Avant les formations de Yoga de 200 Heures, il n’existait pas de classe “Asana Clinic ou ajustements de postures”.

Le terme a commencé à bourgeonner au même moment que Yoga Alliance US venait d’être créé.

Sans le savoir, nous avons été conditionnés “à suivre” un certain programme, dicté par Yoga Alliance US, représenté par des “professeurs” ayant cumulé des 200 Heures de formation.

Je n’ai jamais caché mon aversion pour Yoga Alliance US, et soyons extrêmement honnête, la seule raison pour laquelle je suis enregistrée auprès d’eux, est tout simplement à des fins commerciales.

Beaucoup d’écoles vanteront le fait que leur formation a été “reconnue” (le gag!) par Yoga Alliance US, alors qu’en fait il suffit de remplir un formulaire, pour lequel vous avez des cases à cocher et éventuellement expliquer votre programme, mais pour lequel personne ne viendra s’assurer de vos compétences. La seule chose importante à leurs yeux est votre capacité à payer la cotisation….

Demain si vous le souhaitez vous pouvez y inscrire votre école, ça prendra un peu de temps car Yoga Alliance US voudra vous faire croire qu’ils sont pointilleux, mais ce n’est que du vent.

Les échanges que j’ai eus avec la personne en charge m’ont tellement énervés, que j’ai laissé Trupta s’en occuper qui a beaucoup, beaucoup mais vraiment BEAUCOUP plus de patience que moi face à leur incompétence.

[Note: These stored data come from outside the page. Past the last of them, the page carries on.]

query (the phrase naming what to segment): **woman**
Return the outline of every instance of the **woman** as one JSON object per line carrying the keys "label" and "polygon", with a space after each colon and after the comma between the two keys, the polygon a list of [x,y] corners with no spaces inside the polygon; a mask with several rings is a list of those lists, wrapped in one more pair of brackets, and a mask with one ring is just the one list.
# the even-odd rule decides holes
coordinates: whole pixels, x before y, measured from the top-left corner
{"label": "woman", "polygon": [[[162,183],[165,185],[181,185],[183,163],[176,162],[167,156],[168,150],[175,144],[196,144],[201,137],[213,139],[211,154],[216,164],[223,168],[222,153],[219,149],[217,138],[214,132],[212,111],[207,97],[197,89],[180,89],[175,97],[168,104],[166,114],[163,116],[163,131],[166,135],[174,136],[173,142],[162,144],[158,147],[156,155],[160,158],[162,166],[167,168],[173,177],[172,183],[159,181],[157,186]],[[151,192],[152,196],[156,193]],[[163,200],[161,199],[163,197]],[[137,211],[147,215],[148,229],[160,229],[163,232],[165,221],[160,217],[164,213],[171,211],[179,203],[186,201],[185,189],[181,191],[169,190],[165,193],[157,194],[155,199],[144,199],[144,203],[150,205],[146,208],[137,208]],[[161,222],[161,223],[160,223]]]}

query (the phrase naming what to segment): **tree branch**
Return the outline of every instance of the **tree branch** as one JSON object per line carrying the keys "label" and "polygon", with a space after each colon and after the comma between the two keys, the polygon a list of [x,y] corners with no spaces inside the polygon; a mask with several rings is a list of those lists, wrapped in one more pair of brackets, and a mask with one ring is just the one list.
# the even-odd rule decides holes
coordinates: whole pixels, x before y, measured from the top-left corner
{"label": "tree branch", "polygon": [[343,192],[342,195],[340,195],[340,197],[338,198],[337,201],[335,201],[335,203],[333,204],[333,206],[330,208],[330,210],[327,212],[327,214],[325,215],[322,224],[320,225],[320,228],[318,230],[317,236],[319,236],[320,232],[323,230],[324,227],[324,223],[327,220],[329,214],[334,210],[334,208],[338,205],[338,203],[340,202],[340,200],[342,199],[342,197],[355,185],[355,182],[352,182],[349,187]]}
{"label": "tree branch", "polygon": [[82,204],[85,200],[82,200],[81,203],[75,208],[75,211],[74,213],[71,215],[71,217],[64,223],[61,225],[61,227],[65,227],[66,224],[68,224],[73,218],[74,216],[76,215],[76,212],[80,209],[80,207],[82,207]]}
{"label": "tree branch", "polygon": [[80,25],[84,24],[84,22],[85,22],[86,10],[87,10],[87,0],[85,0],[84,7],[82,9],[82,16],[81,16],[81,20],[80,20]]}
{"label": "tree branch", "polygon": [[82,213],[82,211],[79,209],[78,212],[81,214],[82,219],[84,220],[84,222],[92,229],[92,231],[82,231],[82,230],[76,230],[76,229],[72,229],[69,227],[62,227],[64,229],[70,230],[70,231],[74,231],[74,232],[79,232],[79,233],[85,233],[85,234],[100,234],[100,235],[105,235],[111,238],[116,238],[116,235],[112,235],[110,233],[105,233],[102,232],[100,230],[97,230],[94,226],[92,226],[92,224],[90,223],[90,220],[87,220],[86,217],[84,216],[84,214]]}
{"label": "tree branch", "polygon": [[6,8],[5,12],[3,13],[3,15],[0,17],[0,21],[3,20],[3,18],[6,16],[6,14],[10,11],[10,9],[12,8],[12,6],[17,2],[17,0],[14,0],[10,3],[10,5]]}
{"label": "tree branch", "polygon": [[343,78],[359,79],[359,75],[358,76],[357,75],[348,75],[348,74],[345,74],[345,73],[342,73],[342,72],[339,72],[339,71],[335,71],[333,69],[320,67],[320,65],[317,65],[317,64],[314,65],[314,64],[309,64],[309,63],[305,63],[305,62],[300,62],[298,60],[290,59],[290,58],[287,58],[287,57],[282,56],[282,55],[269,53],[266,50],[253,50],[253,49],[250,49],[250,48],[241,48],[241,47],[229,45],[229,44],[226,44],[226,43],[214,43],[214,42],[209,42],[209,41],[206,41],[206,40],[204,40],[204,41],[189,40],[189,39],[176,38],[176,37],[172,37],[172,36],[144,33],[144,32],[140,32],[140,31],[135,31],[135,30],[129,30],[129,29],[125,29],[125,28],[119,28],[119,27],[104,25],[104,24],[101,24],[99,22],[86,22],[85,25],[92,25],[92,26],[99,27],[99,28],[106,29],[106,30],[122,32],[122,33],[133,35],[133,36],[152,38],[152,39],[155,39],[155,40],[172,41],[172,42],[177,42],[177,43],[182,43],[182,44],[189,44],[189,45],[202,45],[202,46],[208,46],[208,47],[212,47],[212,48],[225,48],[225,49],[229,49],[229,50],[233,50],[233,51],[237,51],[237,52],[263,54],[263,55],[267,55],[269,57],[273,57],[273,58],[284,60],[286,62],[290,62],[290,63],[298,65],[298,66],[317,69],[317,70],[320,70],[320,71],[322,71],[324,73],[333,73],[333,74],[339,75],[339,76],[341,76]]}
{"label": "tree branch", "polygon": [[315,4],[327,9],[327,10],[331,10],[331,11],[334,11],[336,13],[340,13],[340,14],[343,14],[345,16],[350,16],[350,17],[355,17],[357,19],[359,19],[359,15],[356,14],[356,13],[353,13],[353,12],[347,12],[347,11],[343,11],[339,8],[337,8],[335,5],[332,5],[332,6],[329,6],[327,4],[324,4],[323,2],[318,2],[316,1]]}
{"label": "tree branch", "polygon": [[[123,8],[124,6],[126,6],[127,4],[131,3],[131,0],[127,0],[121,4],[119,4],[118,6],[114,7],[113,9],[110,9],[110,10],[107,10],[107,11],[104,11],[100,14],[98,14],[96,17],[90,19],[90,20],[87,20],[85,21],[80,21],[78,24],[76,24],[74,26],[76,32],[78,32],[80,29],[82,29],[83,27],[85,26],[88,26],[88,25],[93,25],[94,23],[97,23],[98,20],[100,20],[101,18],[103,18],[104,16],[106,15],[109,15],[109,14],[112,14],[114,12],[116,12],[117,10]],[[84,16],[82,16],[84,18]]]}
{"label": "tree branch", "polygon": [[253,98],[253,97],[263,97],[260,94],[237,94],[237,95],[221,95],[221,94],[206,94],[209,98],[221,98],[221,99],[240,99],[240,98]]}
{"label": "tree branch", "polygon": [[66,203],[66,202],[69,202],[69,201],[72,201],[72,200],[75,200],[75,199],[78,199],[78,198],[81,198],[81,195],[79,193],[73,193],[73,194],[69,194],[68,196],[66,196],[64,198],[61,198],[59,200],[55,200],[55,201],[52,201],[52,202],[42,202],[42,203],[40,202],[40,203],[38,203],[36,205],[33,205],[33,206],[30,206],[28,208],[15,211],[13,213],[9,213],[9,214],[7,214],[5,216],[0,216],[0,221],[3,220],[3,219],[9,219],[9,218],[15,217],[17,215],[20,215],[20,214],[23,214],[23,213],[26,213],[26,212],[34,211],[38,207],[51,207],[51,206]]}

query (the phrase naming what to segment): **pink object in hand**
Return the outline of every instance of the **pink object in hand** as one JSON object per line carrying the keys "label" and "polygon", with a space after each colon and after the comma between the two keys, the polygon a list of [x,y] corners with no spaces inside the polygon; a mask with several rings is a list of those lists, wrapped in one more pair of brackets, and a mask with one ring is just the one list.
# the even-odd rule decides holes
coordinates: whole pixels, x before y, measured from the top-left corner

Quand on parle d’ajustement de postures, on s’attend donc à recevoir ou apprendre l’ajustement exact, parfait, précis pour telle ou telle posture.

Or comme je le dis (trop) souvent, il n’existe pas d’ajustement universel.

C’est à la posture de s’adapter au corps et non l’inverse

De ce fait, la seule chose qui fait que vous saurez ajuster, se fera au-travers de l’application ET implication que vous mettrez dans votre pratique personnelle ainsi que la compréhension de votre corps ET de votre mouvement face à l’asana.

Un ajustement se fait au-travers d’une expérience personnelle de la pratique.

Il est impossible de proposer un ajustement si la posture n’a pas été traduite et assimilée par le corps. Dans le cas contraire, on ne fait que répéter ce qui a été dit dans le livre, et comme le “but” du yoga est avant tout la connaissance de soi tant mental que physique, l’ajustement du livre ne sera qu’un pâle reflet de l’expérience vécue par autrui.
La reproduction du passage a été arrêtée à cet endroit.